Scuola, il 20% resta senza diploma. Obbligo a 16 anni

Il responsabile della Pubblica istruzione: "In classe per almeno 10 anni". Italia fanalino di coda in Europa. Il ministro: "L’elevamento in vigore già da quest’anno"

Roma - L’ottima salute di cui godono i «diplomifici» privati si fonda sullo stato agonico in cui versa la scuola pubblica. Un dato per tutti: nel 2006 più del 20% dei ragazzi tra i 18 e i 24 anni è ancora sprovvisto sia di un diploma, sia di una qualifica professionale; insomma, un ragazzo su 5 si è fermato alla licenza di terza media o è alle prese con una tormentatissima carriera scolastica, essendo pluriripetente. Un trend negativo due volte superiore ai parametri europei fissati nel 2000 a Lisbona, dove l’Italia si era candidata a Paese-guida in materia di sperimentazione didattica. Esperimenti fallimentari, se è vero che i nostri tassi di dispersione scolastica ci pongono in «zona retrocessione» nella classifica dei titoli di studio conseguiti dagli studenti.

Una situazione allarmante che il ministro della Pubblica istruzione, Giuseppe Fioroni, ha affrontato innalzando l’obbligo di restare tra i banchi fino a 16 anni. E così da quest’anno i ragazzi italiani dovranno restare sui banchi per almeno 10 anni. Lo prevede il regolamento attuativo della Finanziaria 2007 illustrato ieri dallo stesso Fioroni. Una opportunità in più per «intercettare» quel 20,6% dei ragazzi italiani che esce dal sistema di istruzione e formazione senza né diploma né qualifica e per «recuperare» quei 19mila studenti «fantasma» che lasciano dopo essersi iscritti al primo anno di superiori.

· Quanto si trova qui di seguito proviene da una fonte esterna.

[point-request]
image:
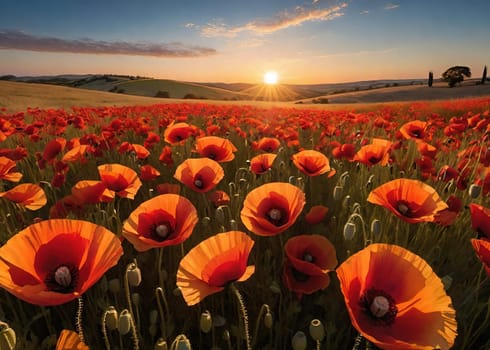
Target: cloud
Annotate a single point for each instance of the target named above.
(17, 40)
(391, 6)
(281, 21)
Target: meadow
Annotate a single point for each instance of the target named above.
(235, 226)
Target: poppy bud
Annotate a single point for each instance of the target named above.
(181, 343)
(206, 322)
(317, 331)
(111, 318)
(349, 230)
(376, 227)
(7, 337)
(474, 191)
(337, 193)
(299, 341)
(125, 321)
(115, 285)
(268, 321)
(160, 344)
(133, 273)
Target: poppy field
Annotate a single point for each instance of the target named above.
(179, 226)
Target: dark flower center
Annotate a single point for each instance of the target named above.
(276, 216)
(63, 279)
(380, 306)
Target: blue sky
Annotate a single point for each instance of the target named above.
(316, 41)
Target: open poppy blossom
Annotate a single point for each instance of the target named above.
(480, 220)
(395, 300)
(411, 200)
(261, 163)
(377, 152)
(164, 220)
(176, 133)
(70, 340)
(272, 208)
(213, 264)
(199, 174)
(122, 180)
(482, 249)
(415, 129)
(7, 170)
(216, 148)
(29, 196)
(55, 261)
(308, 260)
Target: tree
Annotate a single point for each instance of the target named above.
(431, 79)
(456, 75)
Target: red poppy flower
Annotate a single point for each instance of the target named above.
(7, 170)
(164, 220)
(216, 148)
(91, 192)
(69, 340)
(176, 133)
(480, 220)
(199, 174)
(482, 249)
(120, 179)
(311, 162)
(272, 208)
(395, 300)
(414, 130)
(266, 144)
(213, 264)
(411, 200)
(261, 163)
(55, 261)
(148, 172)
(308, 260)
(316, 214)
(29, 196)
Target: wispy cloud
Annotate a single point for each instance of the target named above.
(17, 40)
(281, 21)
(391, 6)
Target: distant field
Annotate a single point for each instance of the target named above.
(16, 96)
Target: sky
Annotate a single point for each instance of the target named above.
(305, 42)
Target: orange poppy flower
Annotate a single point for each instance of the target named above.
(261, 163)
(176, 133)
(308, 260)
(213, 264)
(69, 340)
(482, 249)
(199, 174)
(120, 179)
(29, 196)
(91, 192)
(316, 214)
(311, 162)
(164, 220)
(414, 130)
(7, 167)
(272, 208)
(411, 200)
(55, 261)
(148, 172)
(216, 148)
(395, 300)
(266, 144)
(480, 220)
(377, 152)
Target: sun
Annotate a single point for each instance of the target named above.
(271, 77)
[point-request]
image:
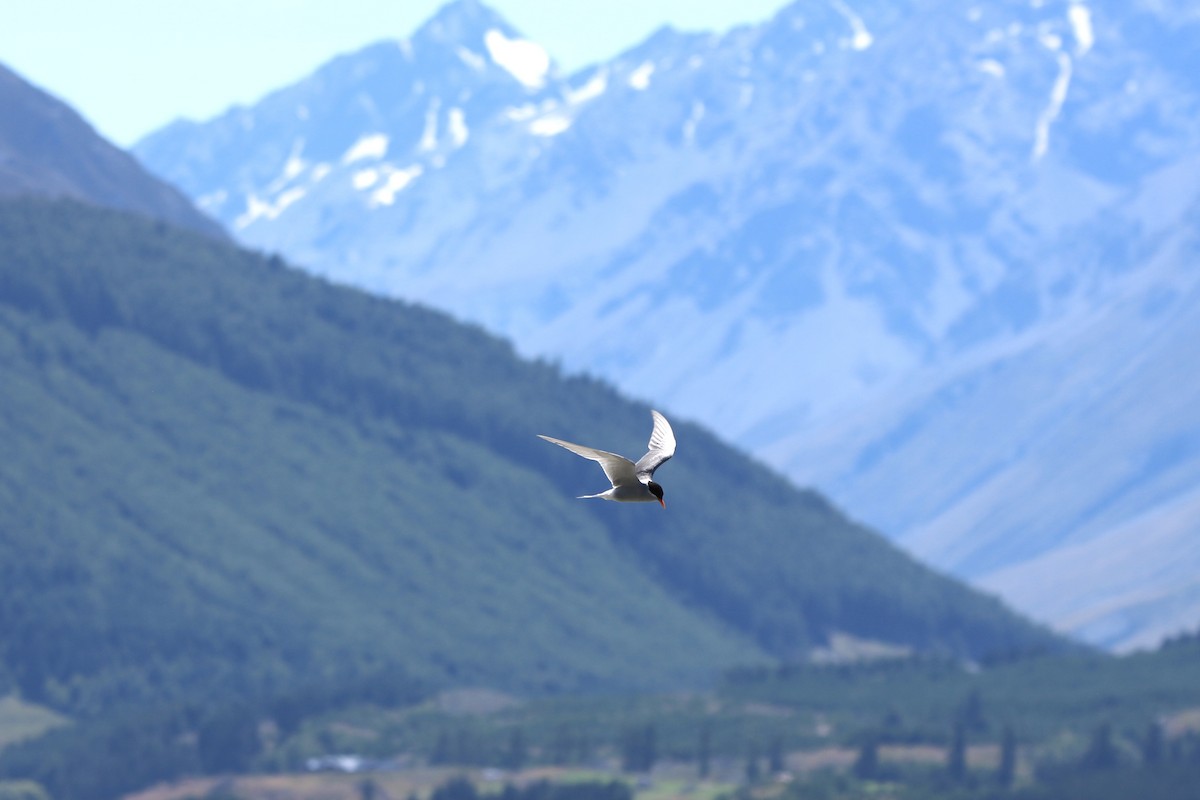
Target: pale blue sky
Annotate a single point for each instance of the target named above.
(131, 66)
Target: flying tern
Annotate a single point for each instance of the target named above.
(630, 482)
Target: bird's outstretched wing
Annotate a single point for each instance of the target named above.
(661, 447)
(618, 469)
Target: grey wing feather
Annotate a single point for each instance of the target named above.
(618, 469)
(661, 447)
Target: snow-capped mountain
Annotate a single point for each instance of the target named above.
(939, 259)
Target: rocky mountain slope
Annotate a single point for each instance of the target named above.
(48, 150)
(935, 259)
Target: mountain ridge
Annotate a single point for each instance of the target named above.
(217, 455)
(47, 149)
(833, 262)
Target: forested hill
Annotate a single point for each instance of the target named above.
(48, 150)
(220, 474)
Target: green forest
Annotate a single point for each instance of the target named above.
(250, 518)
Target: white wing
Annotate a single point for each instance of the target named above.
(618, 469)
(661, 447)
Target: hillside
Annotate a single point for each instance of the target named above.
(221, 474)
(48, 150)
(924, 257)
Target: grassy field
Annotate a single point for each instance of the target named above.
(22, 720)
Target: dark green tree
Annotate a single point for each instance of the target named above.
(1102, 752)
(775, 756)
(867, 765)
(516, 753)
(705, 751)
(639, 749)
(228, 740)
(1007, 770)
(753, 773)
(971, 714)
(957, 757)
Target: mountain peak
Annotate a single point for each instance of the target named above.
(47, 149)
(463, 22)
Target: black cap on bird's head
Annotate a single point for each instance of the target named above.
(657, 491)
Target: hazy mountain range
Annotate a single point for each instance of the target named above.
(935, 259)
(47, 149)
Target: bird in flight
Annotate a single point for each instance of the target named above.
(630, 482)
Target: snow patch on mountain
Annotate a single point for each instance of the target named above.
(525, 60)
(372, 145)
(1081, 24)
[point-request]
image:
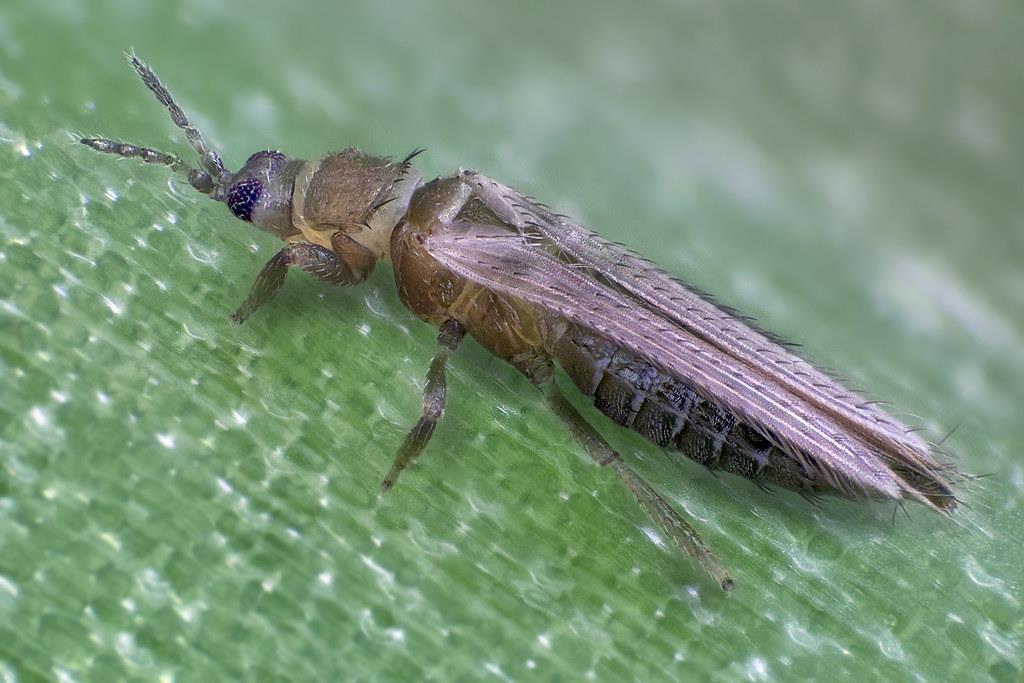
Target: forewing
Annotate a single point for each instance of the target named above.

Il nuovo biennio sarà «unitario ma non unico», non cambiano, infatti gli attuali ordinamenti scolastici, resteranno le attuali differenze tra licei e istituti tecnici e professionali la cui modifica, ha annunciato Fioroni potrebbe arrivare nel prossimo giugno. Il regolamento prevede infatti che «l’istruzione obbligatoria è impartita per almeno 10 anni» e stabilisce i termini di realizzazione che, «in prima attuazione» riguarderanno gli anni scolastici 2007-08 e 2008-09.
«L’elevamento dell’obbligo - ha spiegato Fioroni - intende favorire il pieno sviluppo della persona nella costruzione del sé, di corrette e significative relazioni con gli altri e di una positiva interazione con la realtà naturale e sociale». «L’obbligo scolastico - ha aggiunto il ministro - è uno strumento in più per un maggiore impegno ad educare, e non solo istruire i giovani, è una opportunità in più per i nostri ragazzi».

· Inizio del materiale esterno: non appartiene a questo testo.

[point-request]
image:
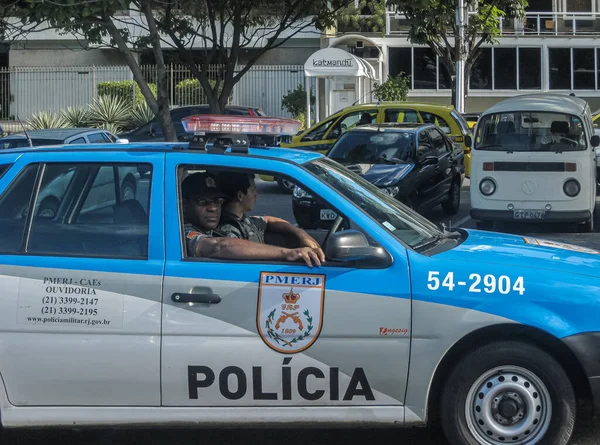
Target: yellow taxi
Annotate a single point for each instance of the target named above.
(322, 136)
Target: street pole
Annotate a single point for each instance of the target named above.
(460, 63)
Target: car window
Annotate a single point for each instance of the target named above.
(400, 115)
(431, 118)
(373, 147)
(352, 120)
(318, 133)
(438, 142)
(303, 208)
(78, 211)
(13, 204)
(96, 138)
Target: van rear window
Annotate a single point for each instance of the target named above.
(530, 131)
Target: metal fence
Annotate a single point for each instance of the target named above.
(28, 90)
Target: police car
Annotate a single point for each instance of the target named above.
(104, 320)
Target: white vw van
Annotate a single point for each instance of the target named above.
(533, 160)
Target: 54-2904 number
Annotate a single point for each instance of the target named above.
(477, 283)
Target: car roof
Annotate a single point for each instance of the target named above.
(286, 154)
(391, 126)
(553, 102)
(54, 133)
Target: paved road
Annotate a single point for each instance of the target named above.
(272, 202)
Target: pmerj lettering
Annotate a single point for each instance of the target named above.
(89, 282)
(76, 290)
(292, 280)
(334, 63)
(234, 383)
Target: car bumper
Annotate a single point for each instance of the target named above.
(579, 216)
(586, 348)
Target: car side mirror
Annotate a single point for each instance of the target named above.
(429, 160)
(352, 245)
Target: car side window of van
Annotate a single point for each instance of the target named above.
(318, 133)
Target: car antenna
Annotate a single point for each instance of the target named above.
(26, 134)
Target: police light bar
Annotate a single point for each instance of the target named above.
(217, 123)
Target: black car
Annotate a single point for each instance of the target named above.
(416, 164)
(152, 131)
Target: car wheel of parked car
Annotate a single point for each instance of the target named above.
(505, 393)
(48, 208)
(286, 186)
(128, 189)
(452, 205)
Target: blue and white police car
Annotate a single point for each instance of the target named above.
(105, 320)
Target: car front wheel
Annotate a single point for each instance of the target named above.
(508, 393)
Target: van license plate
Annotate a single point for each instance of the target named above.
(529, 214)
(328, 215)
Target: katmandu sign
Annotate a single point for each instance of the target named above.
(334, 63)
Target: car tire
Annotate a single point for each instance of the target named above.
(508, 392)
(48, 208)
(452, 204)
(128, 188)
(286, 186)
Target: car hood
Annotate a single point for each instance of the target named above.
(381, 175)
(525, 251)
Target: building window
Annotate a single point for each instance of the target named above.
(400, 60)
(505, 68)
(560, 68)
(583, 69)
(481, 71)
(530, 68)
(425, 69)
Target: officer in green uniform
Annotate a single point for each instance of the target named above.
(240, 189)
(202, 201)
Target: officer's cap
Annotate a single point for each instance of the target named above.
(201, 185)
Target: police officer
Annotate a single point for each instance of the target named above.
(240, 189)
(202, 201)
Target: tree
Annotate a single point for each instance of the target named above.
(368, 16)
(433, 23)
(97, 23)
(229, 29)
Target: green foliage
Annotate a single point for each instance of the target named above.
(294, 102)
(393, 89)
(140, 114)
(369, 16)
(76, 117)
(190, 92)
(127, 90)
(110, 110)
(45, 120)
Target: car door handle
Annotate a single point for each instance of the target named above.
(196, 298)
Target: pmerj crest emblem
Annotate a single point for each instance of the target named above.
(290, 310)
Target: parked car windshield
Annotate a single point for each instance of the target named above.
(407, 226)
(373, 147)
(530, 132)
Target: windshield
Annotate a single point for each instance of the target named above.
(373, 147)
(530, 131)
(408, 226)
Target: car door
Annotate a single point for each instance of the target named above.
(441, 148)
(80, 307)
(349, 345)
(426, 166)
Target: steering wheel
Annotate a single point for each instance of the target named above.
(334, 228)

I saperi e le competenze per l’assolvimento dell’obbligo sono riferiti a quattro «assi culturali»: quello dei linguaggi, quello matematico, quello scientifico-tecnologico e quello storico-sociale. «Un apposito piano di intervento - spiegano gli esperti di viale Trastevere - accompagnerà, a partire dalle prossime settimane la realizzazione dell’obbligo di istruzione. Esso riguarderà l’orientamento dei giovani e delle loro famiglie, la formazione dei docenti e misure di sostegno alle scuole secondarie superiori, il monitoraggio e la valutazione dei risultati progressivamente conseguiti anche per la diffusione delle pratiche migliori».

Da parte loro l’Agenzia per lo sviluppo dell’autonomia scolastica e l’Istituto per la valutazione del sistema educativo collaboreranno all’attuazione del piano, che «costituisce una priorità nell’utilizzo delle risorse finanziarie già disponibili sul bilancio del ministero della Pubblica Istruzione in diversi capitoli di spesa».

«Risorse finanziarie che - secondo i sindacati - non solo non garantiscono fondi sufficienti per una scuola di qualità, ma costringeranno il ministero a tagliare su personale e strutture di laboratorio».